Jenna noticed that Nicci was staring at the other woman and suddenly realized that her producer’s adoring gaze was the cause of Alicia’s pleasure. Jenna looked from one to the other. Oh, no,
not her, was all she could think.
But it made sense: Alicia had long legs, long hair, and brilliantly red lips. Nicci’s perfect lover. I should have seen it coming.
Jenna looked out the widow. The glare had lessened, and she spotted the tanker’s white bridge as easily as she’d seen the gray-blue burst of the rocket. Somewhere, hidden in the length of that enormous vessel, Rick Birk awaited rescue. Or death. And wherever he was, five hundred thousand tons of liquid iron oxide was stored below him.
* * *
Get over here, you worthless raghead.
Birk tried to draw Suicide Sam’s attention to his laminates by pointing his chin down at his chest. The beaded chain on which they hung was painfully reminiscent of a bright blue noose that he’d seen around the neck of a prominent dissident at a public hanging in Tehran. Bastards let the poor son of a bitch swing for half an hour.

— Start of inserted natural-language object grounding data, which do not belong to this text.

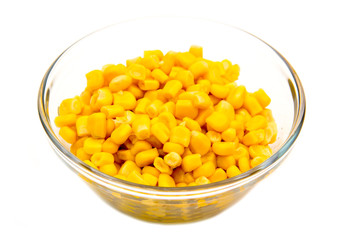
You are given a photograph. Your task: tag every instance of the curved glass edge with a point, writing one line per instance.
(123, 185)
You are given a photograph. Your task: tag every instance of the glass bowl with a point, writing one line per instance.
(261, 67)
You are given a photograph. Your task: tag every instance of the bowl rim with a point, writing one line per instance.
(299, 115)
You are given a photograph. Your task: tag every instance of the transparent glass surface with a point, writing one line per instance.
(261, 66)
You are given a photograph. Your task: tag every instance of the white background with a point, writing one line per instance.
(42, 199)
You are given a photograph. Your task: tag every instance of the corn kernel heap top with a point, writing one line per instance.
(170, 120)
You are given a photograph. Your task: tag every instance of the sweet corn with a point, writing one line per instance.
(166, 180)
(206, 170)
(199, 143)
(191, 162)
(224, 148)
(233, 171)
(146, 157)
(102, 158)
(161, 166)
(68, 134)
(121, 134)
(180, 135)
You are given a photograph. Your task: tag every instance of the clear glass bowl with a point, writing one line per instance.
(261, 67)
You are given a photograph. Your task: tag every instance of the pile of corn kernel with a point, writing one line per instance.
(170, 120)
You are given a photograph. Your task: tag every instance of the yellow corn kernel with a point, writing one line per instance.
(113, 111)
(237, 96)
(260, 150)
(121, 134)
(213, 136)
(199, 143)
(199, 69)
(262, 98)
(157, 53)
(181, 185)
(203, 114)
(229, 135)
(219, 91)
(70, 105)
(148, 84)
(140, 146)
(202, 180)
(256, 122)
(150, 179)
(102, 158)
(191, 162)
(109, 169)
(128, 167)
(171, 88)
(125, 99)
(244, 164)
(197, 51)
(150, 62)
(109, 146)
(241, 151)
(136, 177)
(166, 180)
(95, 80)
(137, 71)
(252, 105)
(185, 108)
(225, 162)
(168, 62)
(120, 83)
(146, 157)
(141, 126)
(178, 175)
(173, 147)
(150, 170)
(173, 159)
(142, 105)
(97, 125)
(188, 178)
(81, 154)
(257, 160)
(161, 166)
(160, 131)
(168, 107)
(185, 77)
(218, 121)
(219, 175)
(185, 59)
(206, 170)
(233, 171)
(180, 135)
(68, 134)
(88, 162)
(224, 148)
(254, 137)
(65, 120)
(159, 75)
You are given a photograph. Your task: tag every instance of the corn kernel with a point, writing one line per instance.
(68, 134)
(109, 169)
(191, 162)
(224, 148)
(206, 170)
(102, 158)
(180, 135)
(225, 162)
(146, 157)
(233, 171)
(162, 167)
(95, 80)
(166, 180)
(199, 143)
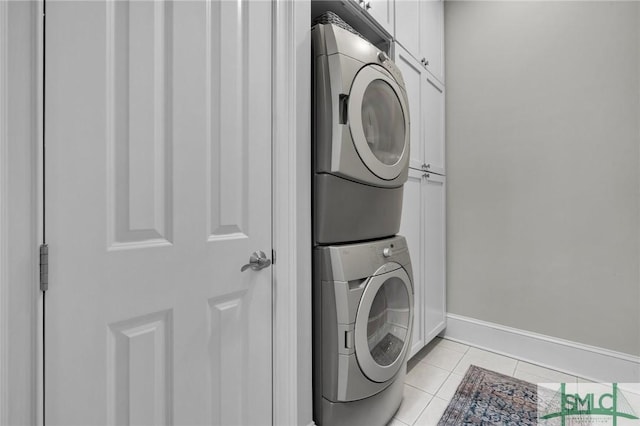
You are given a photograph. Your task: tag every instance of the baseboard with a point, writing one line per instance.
(589, 362)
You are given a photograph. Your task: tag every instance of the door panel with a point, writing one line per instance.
(412, 73)
(433, 104)
(412, 228)
(158, 189)
(435, 252)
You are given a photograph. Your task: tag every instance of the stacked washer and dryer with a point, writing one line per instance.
(362, 279)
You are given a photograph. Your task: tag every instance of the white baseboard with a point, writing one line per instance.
(589, 362)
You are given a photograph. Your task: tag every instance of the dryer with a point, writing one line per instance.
(360, 137)
(363, 317)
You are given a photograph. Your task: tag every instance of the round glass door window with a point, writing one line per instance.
(388, 326)
(383, 122)
(379, 122)
(384, 324)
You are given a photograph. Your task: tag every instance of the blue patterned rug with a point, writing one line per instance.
(485, 397)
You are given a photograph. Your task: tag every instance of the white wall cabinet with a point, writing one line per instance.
(420, 30)
(423, 212)
(426, 111)
(412, 227)
(413, 75)
(434, 259)
(383, 11)
(423, 225)
(432, 118)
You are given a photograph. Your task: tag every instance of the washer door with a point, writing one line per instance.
(379, 122)
(383, 324)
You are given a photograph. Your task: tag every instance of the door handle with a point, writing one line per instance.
(257, 261)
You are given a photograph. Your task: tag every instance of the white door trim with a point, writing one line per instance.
(292, 398)
(4, 226)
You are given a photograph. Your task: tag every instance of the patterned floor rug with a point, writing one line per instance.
(485, 397)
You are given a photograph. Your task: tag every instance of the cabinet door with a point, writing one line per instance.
(383, 12)
(431, 36)
(408, 19)
(412, 73)
(434, 257)
(433, 116)
(412, 228)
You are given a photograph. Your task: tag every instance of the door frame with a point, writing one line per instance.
(21, 342)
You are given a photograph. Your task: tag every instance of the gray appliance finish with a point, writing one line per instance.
(360, 138)
(363, 318)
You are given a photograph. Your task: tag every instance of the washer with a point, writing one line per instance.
(360, 138)
(363, 317)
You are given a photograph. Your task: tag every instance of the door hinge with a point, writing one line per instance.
(44, 267)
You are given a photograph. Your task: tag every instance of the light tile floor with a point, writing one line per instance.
(435, 372)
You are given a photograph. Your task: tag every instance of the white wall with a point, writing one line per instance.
(543, 167)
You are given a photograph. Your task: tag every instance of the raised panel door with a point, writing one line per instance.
(158, 189)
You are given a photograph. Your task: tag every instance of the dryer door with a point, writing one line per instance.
(379, 122)
(383, 324)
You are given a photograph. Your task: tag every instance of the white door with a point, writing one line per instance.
(412, 228)
(433, 110)
(435, 306)
(413, 75)
(158, 189)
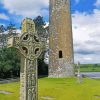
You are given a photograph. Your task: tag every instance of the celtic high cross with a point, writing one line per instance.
(30, 47)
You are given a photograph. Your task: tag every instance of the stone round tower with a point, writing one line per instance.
(61, 41)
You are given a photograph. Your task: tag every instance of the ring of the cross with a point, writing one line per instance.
(30, 46)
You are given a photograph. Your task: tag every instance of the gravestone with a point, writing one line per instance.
(30, 47)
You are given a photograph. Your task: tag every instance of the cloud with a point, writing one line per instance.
(27, 8)
(4, 17)
(97, 4)
(77, 1)
(86, 34)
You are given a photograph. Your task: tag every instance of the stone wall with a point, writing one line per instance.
(61, 41)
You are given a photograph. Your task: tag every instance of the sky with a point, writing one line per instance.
(85, 23)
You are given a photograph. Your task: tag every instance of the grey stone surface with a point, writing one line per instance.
(30, 47)
(60, 30)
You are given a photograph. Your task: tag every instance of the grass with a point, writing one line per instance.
(90, 69)
(59, 89)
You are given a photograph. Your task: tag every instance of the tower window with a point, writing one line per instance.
(60, 54)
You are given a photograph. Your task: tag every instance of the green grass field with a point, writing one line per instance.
(58, 89)
(90, 69)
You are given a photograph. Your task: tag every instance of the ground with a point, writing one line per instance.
(58, 89)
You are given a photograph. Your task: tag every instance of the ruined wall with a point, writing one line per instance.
(61, 42)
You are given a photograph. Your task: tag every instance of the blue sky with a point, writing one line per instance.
(85, 23)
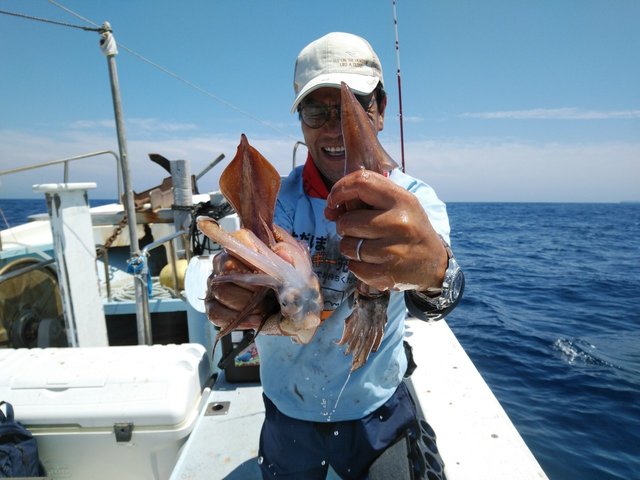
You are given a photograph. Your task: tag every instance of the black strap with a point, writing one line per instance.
(228, 359)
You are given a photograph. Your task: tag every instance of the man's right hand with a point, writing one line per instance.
(225, 301)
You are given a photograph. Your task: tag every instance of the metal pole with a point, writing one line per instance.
(395, 25)
(143, 322)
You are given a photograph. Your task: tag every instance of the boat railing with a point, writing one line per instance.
(66, 161)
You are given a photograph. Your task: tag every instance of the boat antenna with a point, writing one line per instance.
(395, 26)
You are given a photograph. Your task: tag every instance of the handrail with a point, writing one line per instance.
(146, 314)
(23, 270)
(66, 166)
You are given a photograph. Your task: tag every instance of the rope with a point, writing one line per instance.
(128, 292)
(100, 29)
(137, 266)
(54, 22)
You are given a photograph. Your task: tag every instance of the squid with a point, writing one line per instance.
(279, 261)
(364, 328)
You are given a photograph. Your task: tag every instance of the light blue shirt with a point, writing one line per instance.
(312, 382)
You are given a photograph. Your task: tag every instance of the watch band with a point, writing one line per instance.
(436, 303)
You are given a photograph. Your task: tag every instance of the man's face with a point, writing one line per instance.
(325, 144)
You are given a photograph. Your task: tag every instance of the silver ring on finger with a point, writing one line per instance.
(358, 247)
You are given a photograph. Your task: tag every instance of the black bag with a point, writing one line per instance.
(18, 448)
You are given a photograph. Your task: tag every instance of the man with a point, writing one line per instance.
(317, 412)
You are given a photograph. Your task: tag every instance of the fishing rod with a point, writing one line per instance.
(395, 26)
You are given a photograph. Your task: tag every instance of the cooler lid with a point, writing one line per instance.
(99, 386)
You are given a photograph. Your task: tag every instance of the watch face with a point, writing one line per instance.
(456, 285)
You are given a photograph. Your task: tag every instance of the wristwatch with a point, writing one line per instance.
(437, 300)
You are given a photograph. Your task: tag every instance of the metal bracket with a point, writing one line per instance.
(123, 431)
(217, 408)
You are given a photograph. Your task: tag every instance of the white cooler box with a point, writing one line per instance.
(106, 412)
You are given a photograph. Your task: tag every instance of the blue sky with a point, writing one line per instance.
(504, 100)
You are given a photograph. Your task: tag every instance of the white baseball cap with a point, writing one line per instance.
(337, 57)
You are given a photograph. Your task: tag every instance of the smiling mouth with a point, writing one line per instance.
(334, 151)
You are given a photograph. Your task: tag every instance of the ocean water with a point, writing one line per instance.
(551, 318)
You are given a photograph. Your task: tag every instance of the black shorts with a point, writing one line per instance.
(298, 449)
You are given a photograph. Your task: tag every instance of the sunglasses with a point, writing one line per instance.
(315, 115)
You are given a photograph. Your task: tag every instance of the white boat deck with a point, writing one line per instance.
(475, 437)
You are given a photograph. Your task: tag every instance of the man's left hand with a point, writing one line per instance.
(400, 250)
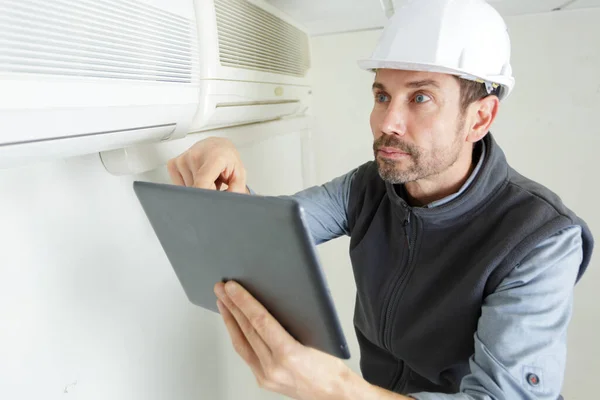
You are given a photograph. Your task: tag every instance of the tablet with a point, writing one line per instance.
(260, 242)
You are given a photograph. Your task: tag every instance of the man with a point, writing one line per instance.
(464, 269)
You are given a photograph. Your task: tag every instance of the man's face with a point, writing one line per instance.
(418, 128)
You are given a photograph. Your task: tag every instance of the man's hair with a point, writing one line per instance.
(471, 91)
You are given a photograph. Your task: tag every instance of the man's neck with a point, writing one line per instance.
(426, 191)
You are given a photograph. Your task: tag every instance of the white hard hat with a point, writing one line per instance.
(467, 38)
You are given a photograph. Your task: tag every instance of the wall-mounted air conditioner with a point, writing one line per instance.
(84, 76)
(254, 63)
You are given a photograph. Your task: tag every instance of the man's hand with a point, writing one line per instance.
(278, 361)
(210, 164)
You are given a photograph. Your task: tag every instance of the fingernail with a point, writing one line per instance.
(230, 287)
(219, 292)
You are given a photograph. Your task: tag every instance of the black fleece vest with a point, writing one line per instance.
(422, 274)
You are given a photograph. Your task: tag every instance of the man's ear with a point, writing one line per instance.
(483, 113)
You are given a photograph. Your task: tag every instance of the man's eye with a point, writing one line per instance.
(382, 98)
(422, 98)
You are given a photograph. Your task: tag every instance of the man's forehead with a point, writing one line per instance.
(397, 77)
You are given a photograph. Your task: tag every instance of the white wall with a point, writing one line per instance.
(547, 128)
(88, 301)
(89, 305)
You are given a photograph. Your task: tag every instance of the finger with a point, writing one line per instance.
(206, 176)
(185, 172)
(258, 345)
(240, 344)
(237, 182)
(176, 177)
(261, 321)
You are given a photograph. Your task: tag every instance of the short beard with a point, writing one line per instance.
(423, 165)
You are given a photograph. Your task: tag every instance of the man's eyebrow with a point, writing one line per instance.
(379, 86)
(420, 84)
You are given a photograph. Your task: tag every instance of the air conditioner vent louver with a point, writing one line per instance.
(251, 38)
(109, 39)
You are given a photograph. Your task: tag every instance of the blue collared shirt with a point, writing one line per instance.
(521, 338)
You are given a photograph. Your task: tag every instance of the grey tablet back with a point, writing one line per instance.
(260, 242)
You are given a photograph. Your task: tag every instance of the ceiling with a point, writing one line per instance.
(321, 17)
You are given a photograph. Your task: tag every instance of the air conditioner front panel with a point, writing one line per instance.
(234, 103)
(82, 68)
(245, 41)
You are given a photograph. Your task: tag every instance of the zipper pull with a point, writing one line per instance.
(407, 229)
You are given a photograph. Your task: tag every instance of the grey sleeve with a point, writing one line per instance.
(521, 339)
(326, 208)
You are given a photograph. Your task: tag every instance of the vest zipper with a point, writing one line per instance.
(395, 288)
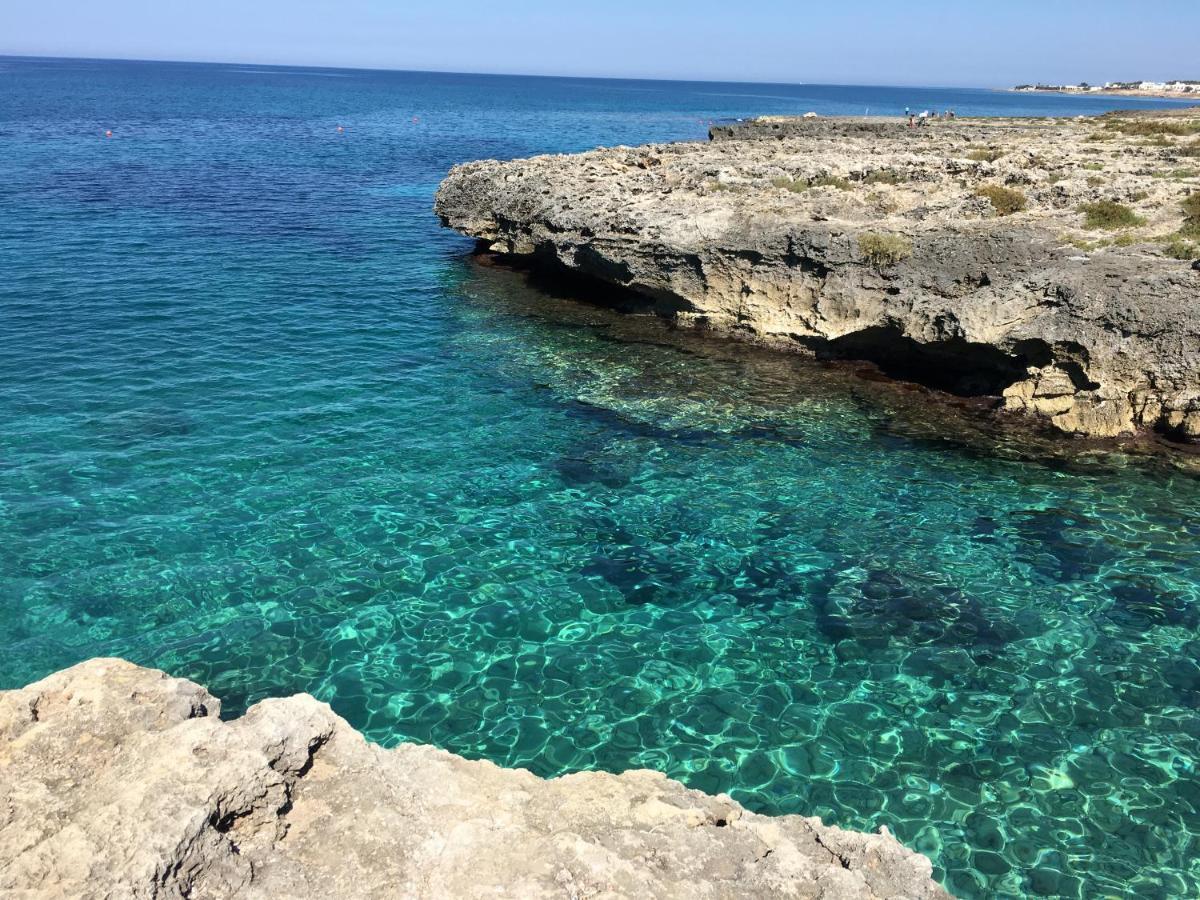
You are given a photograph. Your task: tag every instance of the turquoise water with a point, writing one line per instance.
(265, 426)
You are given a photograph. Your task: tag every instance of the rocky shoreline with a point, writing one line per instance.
(120, 781)
(1044, 264)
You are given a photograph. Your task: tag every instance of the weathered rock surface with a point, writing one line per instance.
(870, 240)
(119, 781)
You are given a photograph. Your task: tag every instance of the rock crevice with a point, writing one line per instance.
(871, 239)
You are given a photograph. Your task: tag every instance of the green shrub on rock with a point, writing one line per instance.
(1109, 215)
(1191, 216)
(1003, 199)
(885, 250)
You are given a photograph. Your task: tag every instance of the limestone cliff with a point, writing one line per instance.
(1044, 263)
(118, 781)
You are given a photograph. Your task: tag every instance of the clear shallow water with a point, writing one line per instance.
(262, 425)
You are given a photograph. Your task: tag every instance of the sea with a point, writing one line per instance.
(265, 425)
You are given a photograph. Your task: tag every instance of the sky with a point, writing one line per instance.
(927, 42)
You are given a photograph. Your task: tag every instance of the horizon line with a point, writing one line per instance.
(5, 54)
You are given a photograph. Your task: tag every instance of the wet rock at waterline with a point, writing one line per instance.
(1033, 262)
(121, 781)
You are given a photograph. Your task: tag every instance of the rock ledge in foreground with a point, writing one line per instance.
(120, 781)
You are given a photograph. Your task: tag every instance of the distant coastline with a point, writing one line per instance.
(1165, 90)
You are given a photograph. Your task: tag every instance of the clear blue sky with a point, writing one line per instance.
(865, 42)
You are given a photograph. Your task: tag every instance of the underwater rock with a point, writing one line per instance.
(119, 781)
(876, 241)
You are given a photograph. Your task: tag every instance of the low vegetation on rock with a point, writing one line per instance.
(1109, 215)
(885, 250)
(1005, 199)
(1097, 227)
(984, 155)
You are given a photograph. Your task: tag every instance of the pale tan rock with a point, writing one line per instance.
(865, 239)
(118, 781)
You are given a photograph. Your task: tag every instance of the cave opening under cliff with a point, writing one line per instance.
(954, 366)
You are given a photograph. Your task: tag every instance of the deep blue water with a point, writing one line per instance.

The correspondent’s liver-spotted hands were bound behind him in plastic cuffs to a three-inch metal pipe that ran along the lower section of a wall in the engine room. He’d been marched there by Raggedy Ass himself. Birk had spent two horrendous hours trying to nap in a seated position, only to be awakened at excruciating intervals by a herniated disc in his lower back. He’d been putting off surgery for years, but at the moment he would have thrown himself on a gurney for the first flight to the body butchers, if only he could.
What he needed far more than surgeons—and what he appeared even less likely to get—was a drink. His mood was as foul and festering as a Superfund site.
Suicide Sam shook his head as if he, a fucking killer, was disgusted by one Rick Birk, one of television’s greatest chroniclers of human events of the past half century.
“TV, pee,” Birk muttered, thrusting his chin toward his chest for the thousandth time, finding the juxtaposition of words strangely easy on his ears. He hoped the prestige of television would buy him a bathroom break. Maybe even that drink, he found himself thinking once more, yet another delusionary result of his ever-sobering state. But he couldn’t just sit here in agony. “T … V. Pee,” he stressed.